Des mois de combats entre les rebelles musulmans seleka et des milices chrétiennes ont fait au moins 5000 morts dans un des pays les plus pauvres d'Afrique.

Mme Bensouda a dit mercredi que la liste d'atrocités est sans fin et qu'elle ne peut fermer les yeux sur ces crimes allégués.

Il s'agit de la deuxième enquête de la CPI sur la République centrafricaine. Un ancien vice-président congolais, Jean-Pierre Bemba, est actuellement en procès pour avoir possiblement dirigé les rebelles qui ont tué, violé et pillé dans le pays. Le procès a débuté en 2010 et Bemba attend le verdict.

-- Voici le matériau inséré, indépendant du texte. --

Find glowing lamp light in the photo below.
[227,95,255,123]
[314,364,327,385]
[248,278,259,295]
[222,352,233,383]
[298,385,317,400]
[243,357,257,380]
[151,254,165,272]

Mme Bensouda a ajouté que l'enquête préliminaire a permis d'obtenir «des informations pertinentes provenant de mutiples sources fiables».

L'information «fournit une base raisonnable pour croire que les seleka et (les milices chrétiennes) ont commis des crimes contre l'humanité et des crimes de guerre, y compris des meurtres, des viols, des déplacements forcés, des actes de persécution, du pillages, des attaques contre des missions humanitaires et l'utilisation d'enfants de moins de 15 ans en combat».

L'organisation new-yorkaise de défense des droits de la personne Human Rights Watch a salué la décision de la CPI.

«Une enquête impartiale pour identifier les responsables des pires crimes, des deux côtés, est essentielle pour que justice soit faite aux victimes et pour envoyer un signal clair à tous les auteurs qu'ils seront tenus pour responsables», a dit le directeur du programme de justice internationale pour HRW, Richard Dicker.